I personally find the more concrete examples easier to understand and compute, so here is how I came up with the formulas above: I started with an example of a neuron with 3 inputs (i.e. K=3). Then the specific formula will be:

f(x) = (v[1]*x[i] + v[2]*x[2] + v[3]*x[3] - b)^2

To compute the gradient dimension, we'd need to expand this square, but we can note than in taking the derivative each term that doesn't contain x[k] will disappear, so we need only to bother with the terms that contain at least one x[k]. So for example for k=1 we can use the function approximation

f(x) = v[1]^2*x[1]^2 + 2*v[2]*x[2]*v[1]*x[1] + 2*v[3]*x[3]*v[1]*x[1] + (...)

df/dx[1] = 2*v[1]^2*x[1] + 2*v[2]*x[2]*v[1] + 2*v[3]*x[3]*v[1] =
= 2*v[1] * (v[1]*x[1] + v[2]*x[2] + v[3]*x[3])

And the same symmetrically for the other dimensions of x.

Alright, we've got the gradient. We can do one more simplification. Note that the sum inside it is equal to the output of the linear regression:

output = sum{1 <= i <= K}(v[i]*x[i]) 

So we can use it to compute the gradient:

df/dx[k] = 2 * v[k] * (output - b) )

After the gradient is computed, applying it is trivial. In the FloatNeuralNet code https://sourceforge.net/p/triceps/code/1707/tree/trunk/cpp/nn/FloatNeuralNet.cpp the gradient values are computed in two steps, first:

    s_cur[i] = 2 * (out - outputs[i]);

then in the next loop s_cur gets moved into s_next and

    Value gradient = input * s_next[i];
    Value newwt = saturate(weights_[weightpos] - rate * gradient);

Another thing to note is that this computation of gradients is valid only for the simple quadratic formula. If we were to insert an activation function after the linear regression, all the math will change, and I guess computing the gradients with included sigmoid is too much work.

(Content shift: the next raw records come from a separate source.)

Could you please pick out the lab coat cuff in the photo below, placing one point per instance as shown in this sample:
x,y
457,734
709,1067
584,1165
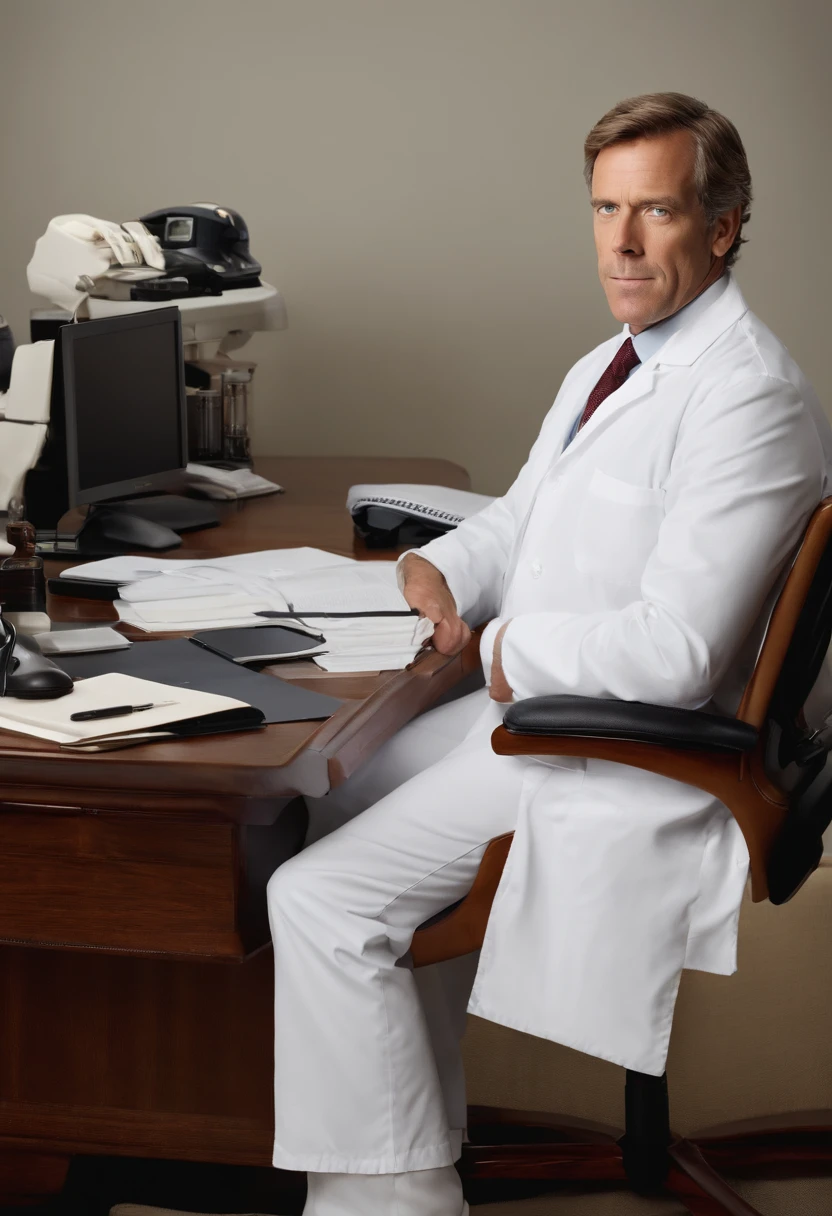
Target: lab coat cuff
x,y
524,649
487,647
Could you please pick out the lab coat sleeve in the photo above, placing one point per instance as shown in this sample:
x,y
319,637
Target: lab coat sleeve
x,y
746,474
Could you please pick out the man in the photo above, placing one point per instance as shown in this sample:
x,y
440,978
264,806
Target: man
x,y
635,556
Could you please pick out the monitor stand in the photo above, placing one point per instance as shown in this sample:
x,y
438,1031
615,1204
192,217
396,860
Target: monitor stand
x,y
110,530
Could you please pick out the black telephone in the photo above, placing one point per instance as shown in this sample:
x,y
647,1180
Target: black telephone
x,y
24,671
382,527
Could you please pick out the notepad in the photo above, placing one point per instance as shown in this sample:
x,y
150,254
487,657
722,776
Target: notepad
x,y
260,643
191,714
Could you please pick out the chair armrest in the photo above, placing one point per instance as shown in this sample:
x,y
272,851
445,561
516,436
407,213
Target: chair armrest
x,y
629,721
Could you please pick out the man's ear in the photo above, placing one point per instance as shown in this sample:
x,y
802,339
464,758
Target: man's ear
x,y
725,231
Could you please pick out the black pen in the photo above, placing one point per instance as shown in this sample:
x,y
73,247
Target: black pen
x,y
93,715
398,612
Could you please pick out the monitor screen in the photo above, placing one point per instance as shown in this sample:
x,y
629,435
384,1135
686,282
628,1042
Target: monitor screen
x,y
124,398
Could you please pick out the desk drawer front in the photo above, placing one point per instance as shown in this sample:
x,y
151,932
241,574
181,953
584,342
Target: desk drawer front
x,y
118,882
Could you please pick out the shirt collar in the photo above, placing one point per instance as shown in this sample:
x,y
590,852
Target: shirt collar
x,y
650,342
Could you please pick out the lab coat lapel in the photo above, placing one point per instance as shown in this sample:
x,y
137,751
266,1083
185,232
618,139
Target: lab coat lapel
x,y
681,350
635,389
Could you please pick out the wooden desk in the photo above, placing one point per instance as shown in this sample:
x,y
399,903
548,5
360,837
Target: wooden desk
x,y
128,878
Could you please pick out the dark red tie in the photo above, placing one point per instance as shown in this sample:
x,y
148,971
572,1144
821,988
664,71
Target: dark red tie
x,y
614,376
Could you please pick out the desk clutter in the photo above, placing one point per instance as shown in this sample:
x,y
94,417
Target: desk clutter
x,y
114,710
353,612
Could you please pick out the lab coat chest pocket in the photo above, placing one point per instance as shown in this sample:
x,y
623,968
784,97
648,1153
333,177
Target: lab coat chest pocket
x,y
617,528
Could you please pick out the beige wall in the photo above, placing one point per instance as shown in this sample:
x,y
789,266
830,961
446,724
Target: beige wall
x,y
410,172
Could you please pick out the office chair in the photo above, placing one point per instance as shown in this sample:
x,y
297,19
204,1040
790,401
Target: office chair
x,y
782,823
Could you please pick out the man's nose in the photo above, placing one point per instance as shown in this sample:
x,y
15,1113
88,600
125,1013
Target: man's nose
x,y
627,238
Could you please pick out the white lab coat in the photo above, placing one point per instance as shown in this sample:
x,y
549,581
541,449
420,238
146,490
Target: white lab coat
x,y
640,563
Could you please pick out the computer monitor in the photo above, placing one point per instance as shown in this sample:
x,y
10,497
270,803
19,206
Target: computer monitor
x,y
124,404
125,418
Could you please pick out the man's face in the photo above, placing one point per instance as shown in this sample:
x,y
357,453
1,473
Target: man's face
x,y
656,252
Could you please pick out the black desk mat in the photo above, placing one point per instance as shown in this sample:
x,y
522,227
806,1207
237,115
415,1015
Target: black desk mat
x,y
185,665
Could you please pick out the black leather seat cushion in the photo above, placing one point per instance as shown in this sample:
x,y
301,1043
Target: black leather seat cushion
x,y
629,720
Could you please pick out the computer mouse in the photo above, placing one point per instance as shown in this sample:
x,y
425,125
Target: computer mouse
x,y
32,675
124,532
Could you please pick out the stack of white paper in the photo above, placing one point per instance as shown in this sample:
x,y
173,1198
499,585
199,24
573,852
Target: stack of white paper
x,y
372,643
357,606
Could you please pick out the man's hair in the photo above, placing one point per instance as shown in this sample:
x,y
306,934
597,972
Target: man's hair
x,y
720,170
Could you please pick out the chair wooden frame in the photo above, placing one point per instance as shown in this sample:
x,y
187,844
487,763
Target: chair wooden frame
x,y
571,1150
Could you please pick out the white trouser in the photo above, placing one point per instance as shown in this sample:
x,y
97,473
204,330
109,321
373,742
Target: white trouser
x,y
367,1080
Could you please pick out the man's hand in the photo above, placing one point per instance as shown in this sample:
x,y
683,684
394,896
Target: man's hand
x,y
425,589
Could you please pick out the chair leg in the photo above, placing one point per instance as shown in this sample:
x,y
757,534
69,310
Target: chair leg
x,y
798,1142
698,1186
647,1137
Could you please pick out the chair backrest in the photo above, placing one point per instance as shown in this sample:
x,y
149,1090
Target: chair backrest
x,y
798,634
790,662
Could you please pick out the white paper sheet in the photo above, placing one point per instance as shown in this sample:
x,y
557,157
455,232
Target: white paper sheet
x,y
265,562
50,719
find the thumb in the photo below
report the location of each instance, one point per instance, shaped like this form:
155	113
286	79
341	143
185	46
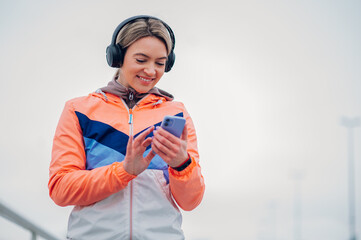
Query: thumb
150	156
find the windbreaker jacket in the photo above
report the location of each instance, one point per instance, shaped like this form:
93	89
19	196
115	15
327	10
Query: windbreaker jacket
87	171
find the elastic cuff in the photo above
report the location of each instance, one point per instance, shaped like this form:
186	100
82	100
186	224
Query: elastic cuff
184	165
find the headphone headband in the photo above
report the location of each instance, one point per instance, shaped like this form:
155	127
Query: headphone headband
115	52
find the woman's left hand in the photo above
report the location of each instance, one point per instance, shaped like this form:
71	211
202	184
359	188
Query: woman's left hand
171	149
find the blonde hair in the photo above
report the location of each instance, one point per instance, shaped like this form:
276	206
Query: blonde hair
140	28
144	27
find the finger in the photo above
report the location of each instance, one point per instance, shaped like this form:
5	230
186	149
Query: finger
146	142
163	141
185	133
168	136
142	136
156	149
150	156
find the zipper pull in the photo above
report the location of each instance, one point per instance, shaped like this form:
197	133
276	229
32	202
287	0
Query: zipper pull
130	122
131	96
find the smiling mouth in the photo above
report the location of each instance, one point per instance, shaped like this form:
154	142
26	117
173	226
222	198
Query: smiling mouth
145	79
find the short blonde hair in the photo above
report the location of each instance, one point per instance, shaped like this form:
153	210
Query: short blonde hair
144	27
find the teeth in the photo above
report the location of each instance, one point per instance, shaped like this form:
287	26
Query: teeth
147	80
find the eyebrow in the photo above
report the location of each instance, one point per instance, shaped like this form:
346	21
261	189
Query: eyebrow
144	55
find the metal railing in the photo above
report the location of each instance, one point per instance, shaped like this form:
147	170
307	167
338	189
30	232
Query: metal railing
21	221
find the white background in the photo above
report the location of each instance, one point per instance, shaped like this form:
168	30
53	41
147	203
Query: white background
266	83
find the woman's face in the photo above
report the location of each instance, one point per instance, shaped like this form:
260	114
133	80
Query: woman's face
144	64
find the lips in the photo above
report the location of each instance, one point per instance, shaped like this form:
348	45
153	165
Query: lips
145	79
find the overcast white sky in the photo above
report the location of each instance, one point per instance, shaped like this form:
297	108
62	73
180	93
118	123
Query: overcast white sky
266	83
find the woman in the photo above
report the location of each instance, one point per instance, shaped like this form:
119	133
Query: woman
125	175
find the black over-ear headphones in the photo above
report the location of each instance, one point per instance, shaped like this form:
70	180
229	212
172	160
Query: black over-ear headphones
115	52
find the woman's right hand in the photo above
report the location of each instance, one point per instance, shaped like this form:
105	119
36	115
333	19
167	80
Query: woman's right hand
134	162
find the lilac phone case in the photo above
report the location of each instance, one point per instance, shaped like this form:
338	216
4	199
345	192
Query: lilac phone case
174	125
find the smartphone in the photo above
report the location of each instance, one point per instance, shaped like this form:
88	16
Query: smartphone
174	125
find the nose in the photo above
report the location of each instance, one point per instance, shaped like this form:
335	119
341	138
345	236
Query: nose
150	70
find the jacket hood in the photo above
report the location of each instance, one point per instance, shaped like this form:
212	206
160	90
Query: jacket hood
130	95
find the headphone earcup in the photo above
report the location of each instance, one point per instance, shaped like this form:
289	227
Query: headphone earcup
170	61
115	55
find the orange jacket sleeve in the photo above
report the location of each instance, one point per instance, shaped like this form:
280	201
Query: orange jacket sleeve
70	183
187	186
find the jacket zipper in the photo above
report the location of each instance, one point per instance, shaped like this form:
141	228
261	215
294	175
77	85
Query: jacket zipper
130	122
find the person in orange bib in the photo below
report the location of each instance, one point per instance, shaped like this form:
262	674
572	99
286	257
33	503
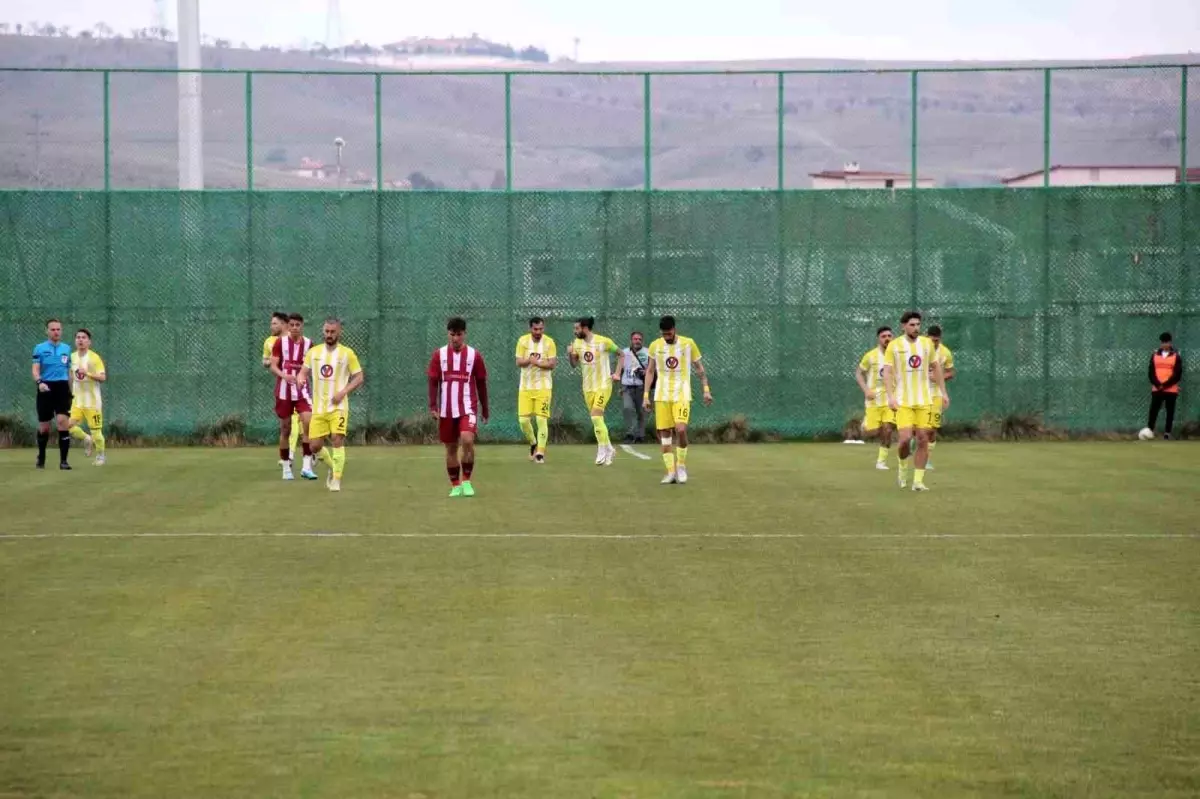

And the third thing to note is that batching as it's normally done is not equivalent to  computing the minimum on the whole training set. Batching combines the training examples, and hence the errors produced on them, linearly. The minimization on the whole set combines the errors quadratically. Although I guess nothing really prevents us from doing a small number of training examples separately and then combining them quadratically. It would be a quadratic batching. But I'm not sure if it's worth the trouble. If nobody does it, it probably isn't.